A divorce was granted to these parties in 1969. Custody of the children was awarded to the mother, plaintiff-appellant here. The final divorce decree incorporated an agreement concerning child support, child custody and property division. The agreement provided that the father would pay $200 a month support and maintenance for each of his two children and in addition that he would bear the cost of "all doctor and hospital bills for said two children." After he refused to pay two dentist bills totaling $232 and one psychologist bill for $150, the mother applied for a contempt citation.

At the hearing the mother testified that the bills specified above were incurred on behalf of the children and that the father had paid the children's dentist bills until 1972. The father did not dispute that he had declined to pay the $382 dental and psychologist bills. He admitted having paid dental bills up to 1972 but explained that he did this gratuitously while the mother was in school. After hearing testimony and argument of counsel, the trial judge found that the father had not violated the decree by failing to pay "doctor" bills and denied the application for contempt. The mother appeals from that order.

The only question raised in this case is whether or not "all doctor bills" as used in the final divorce decree includes dentist and psychologist bills. No Georgia decision construing the word "doctor" vis-a-vis dentist or psychologist in a divorce decree has been cited to us and we have found none.

The meaning and effect of an agreement incorporated into a divorce decree should be determined according to the usual rules for the construction of contracts. Kirkland v. Kirkland, 209 Ga. 526 (1) (74 SE2d 453). The cardinal rule in construing contracts is to ascertain the intention of the parties. Kirkland, supra; Code § 20-702.

*464 The father argues that when the words used in a contract have a clear and unambiguous meaning then the intention of the parties is clear and no explanation by the parties is proper to determine their intent, citing Ramon v. Ramon, 232 Ga. 97 (205 SE2d 311). It is the father's position that the agreement between the parties is clear and unambiguous and that "doctor" should be given its usual and common meaning, which is a person who practices medicine, a physician.

The father has pointed out that separate examining boards have been created by law for physicians and dentists and he has argued that when a person says: "I am going to see the doctor," the meaning is "physician"; otherwise such person would say: "I am going to the dentist."

However, a dentist is a doctor, albeit a doctor of dentistry, not a doctor of medicine, and it does not necessarily follow that a provision in a contractual agreement will be given its usual and common conversational meaning. When used in such an agreement, the word "doctor" in the phrase "all doctor bills" is not clear and unambiguous.

Unlike the provision in question in Ramon, supra, in which only one interpretation of the language was possible, the phrase "all doctor bills" is susceptible of more than one meaning and so the intention of the parties at the time the agreement was made, as determined by all the evidence, becomes material.

The testimony of the parties was, as might be expected, inconclusive on the question of intent as to dental bills. However, the agreement itself was in evidence.

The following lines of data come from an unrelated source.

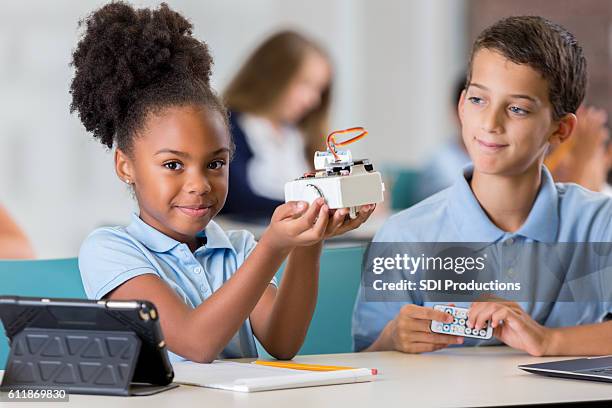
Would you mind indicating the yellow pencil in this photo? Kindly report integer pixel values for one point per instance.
(308, 367)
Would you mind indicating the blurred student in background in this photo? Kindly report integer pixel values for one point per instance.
(14, 244)
(279, 104)
(447, 163)
(587, 159)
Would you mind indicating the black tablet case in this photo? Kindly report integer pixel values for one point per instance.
(84, 347)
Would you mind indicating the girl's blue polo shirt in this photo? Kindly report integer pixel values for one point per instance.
(112, 255)
(561, 213)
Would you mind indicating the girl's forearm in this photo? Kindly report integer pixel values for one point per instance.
(220, 316)
(294, 304)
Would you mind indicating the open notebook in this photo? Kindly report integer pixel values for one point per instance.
(246, 377)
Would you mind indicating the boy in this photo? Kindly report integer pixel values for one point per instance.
(526, 80)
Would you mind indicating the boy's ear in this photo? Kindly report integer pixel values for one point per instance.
(123, 167)
(565, 128)
(460, 106)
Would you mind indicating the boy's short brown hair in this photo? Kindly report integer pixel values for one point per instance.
(546, 47)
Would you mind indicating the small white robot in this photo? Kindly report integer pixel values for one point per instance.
(342, 182)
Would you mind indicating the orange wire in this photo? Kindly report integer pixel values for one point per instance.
(331, 139)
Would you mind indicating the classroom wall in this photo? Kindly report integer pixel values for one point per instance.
(394, 62)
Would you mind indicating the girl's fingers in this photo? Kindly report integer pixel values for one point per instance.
(307, 220)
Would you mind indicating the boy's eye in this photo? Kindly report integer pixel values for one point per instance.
(518, 111)
(216, 165)
(173, 165)
(475, 100)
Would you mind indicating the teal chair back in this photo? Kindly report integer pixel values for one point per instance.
(339, 278)
(329, 332)
(56, 278)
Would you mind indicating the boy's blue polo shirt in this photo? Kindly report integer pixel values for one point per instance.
(112, 255)
(560, 213)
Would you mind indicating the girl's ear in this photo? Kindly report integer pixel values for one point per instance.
(565, 128)
(460, 106)
(123, 167)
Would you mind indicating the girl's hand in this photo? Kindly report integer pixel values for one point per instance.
(512, 325)
(339, 223)
(296, 224)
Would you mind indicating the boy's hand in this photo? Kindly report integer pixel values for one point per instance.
(512, 325)
(410, 331)
(339, 223)
(297, 224)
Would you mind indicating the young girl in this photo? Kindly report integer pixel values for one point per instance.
(279, 103)
(141, 85)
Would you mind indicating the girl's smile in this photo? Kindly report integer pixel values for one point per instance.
(179, 167)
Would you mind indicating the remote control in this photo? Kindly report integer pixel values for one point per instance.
(459, 325)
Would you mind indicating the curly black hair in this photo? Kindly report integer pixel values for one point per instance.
(131, 62)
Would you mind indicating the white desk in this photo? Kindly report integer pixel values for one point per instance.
(484, 376)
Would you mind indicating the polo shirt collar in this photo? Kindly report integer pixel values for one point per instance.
(542, 224)
(475, 226)
(157, 241)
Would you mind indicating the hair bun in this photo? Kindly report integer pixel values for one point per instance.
(123, 52)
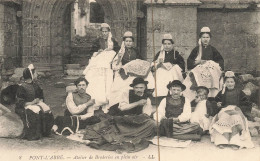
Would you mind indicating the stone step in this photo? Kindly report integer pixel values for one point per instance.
(72, 66)
(74, 72)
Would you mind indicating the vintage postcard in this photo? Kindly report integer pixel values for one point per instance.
(132, 80)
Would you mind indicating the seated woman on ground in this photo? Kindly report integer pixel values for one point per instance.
(35, 114)
(230, 126)
(168, 65)
(79, 113)
(127, 65)
(11, 125)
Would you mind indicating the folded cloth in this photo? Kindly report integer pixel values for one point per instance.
(207, 74)
(138, 68)
(170, 142)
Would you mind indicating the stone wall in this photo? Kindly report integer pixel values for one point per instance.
(83, 33)
(236, 34)
(180, 22)
(10, 36)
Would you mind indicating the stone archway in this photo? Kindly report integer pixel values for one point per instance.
(121, 15)
(47, 35)
(44, 39)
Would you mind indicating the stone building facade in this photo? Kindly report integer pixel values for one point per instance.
(52, 33)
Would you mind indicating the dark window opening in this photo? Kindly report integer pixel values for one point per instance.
(96, 13)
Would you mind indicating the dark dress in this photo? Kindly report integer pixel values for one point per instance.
(178, 130)
(73, 122)
(211, 106)
(174, 58)
(130, 54)
(208, 53)
(235, 97)
(101, 43)
(35, 125)
(128, 131)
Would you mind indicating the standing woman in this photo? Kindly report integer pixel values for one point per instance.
(98, 72)
(35, 114)
(168, 65)
(230, 126)
(204, 51)
(127, 55)
(206, 65)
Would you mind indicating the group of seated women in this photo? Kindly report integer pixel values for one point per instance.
(113, 107)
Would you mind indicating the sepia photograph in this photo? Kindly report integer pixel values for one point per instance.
(129, 80)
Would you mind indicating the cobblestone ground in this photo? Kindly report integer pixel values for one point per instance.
(59, 148)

The parties drew up this agreement to provide for a distribution of property, to provide for custody and visitation rights regarding the children, and to provide for the maintenance and support of the children during childhood. The father was responsible for $200 a month support for each child to cover their ordinary and recurring expenses. Clearly, "all doctor and hospital bills" were listed separately in order to ensure that such medical needs of the children would be met and would not encroach upon the base amount of $200 per month. A fixed *465 amount for these necessary but occasional and unexpected medical expenses could not be estimated monthly. The children are now nine and six years old, ages when dental care is essential if it be affordable. We find that the phrase "all doctor bills" includes dental bills. Of course, such bills would have to be reasonable and necessary just as would bills of physicians and hospitals.

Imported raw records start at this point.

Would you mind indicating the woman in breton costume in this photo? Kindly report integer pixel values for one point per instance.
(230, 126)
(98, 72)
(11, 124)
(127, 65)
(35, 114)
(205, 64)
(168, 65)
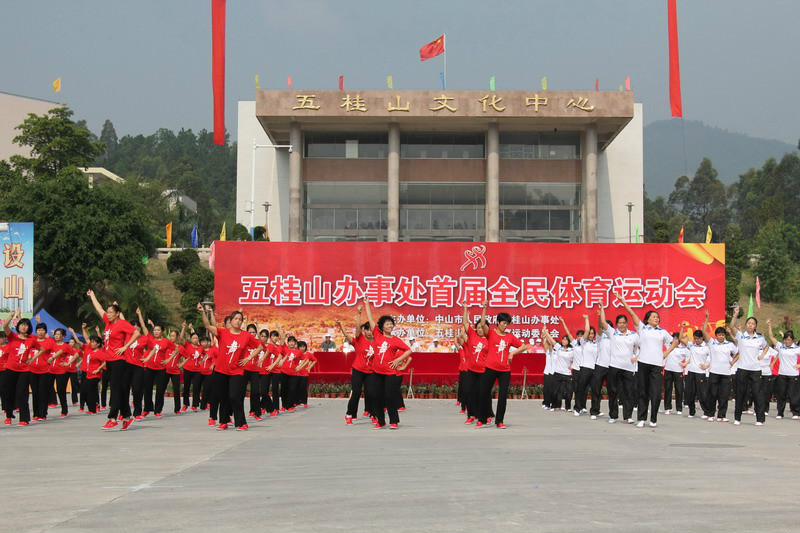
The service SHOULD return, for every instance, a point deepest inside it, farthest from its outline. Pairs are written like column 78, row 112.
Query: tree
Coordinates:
column 55, row 142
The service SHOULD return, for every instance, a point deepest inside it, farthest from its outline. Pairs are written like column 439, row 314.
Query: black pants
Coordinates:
column 562, row 390
column 787, row 389
column 719, row 390
column 252, row 379
column 598, row 378
column 582, row 384
column 133, row 383
column 488, row 380
column 621, row 386
column 673, row 380
column 61, row 391
column 358, row 383
column 648, row 378
column 119, row 400
column 74, row 386
column 89, row 393
column 17, row 384
column 697, row 391
column 231, row 391
column 41, row 393
column 751, row 379
column 380, row 389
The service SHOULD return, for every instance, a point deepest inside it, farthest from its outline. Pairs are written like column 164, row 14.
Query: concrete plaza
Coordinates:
column 308, row 471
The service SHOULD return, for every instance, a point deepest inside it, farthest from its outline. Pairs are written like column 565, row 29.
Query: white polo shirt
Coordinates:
column 652, row 341
column 721, row 356
column 750, row 347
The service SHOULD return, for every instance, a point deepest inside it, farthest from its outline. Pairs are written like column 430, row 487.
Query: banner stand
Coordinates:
column 524, row 381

Turning to the psychologist bills, we do not reach the same result. A psychologist is not a doctor. The agreement did not contemplate the payment of psychologist bills.

In view of the fact that this was a case of first impression in this state, the trial court did not err in declining to hold the father in contempt of court. However, the case must be remanded for entry of an order requiring payment of dental bills as provided herein.

Remanded for an order consistent with this decision. All the Justices concur.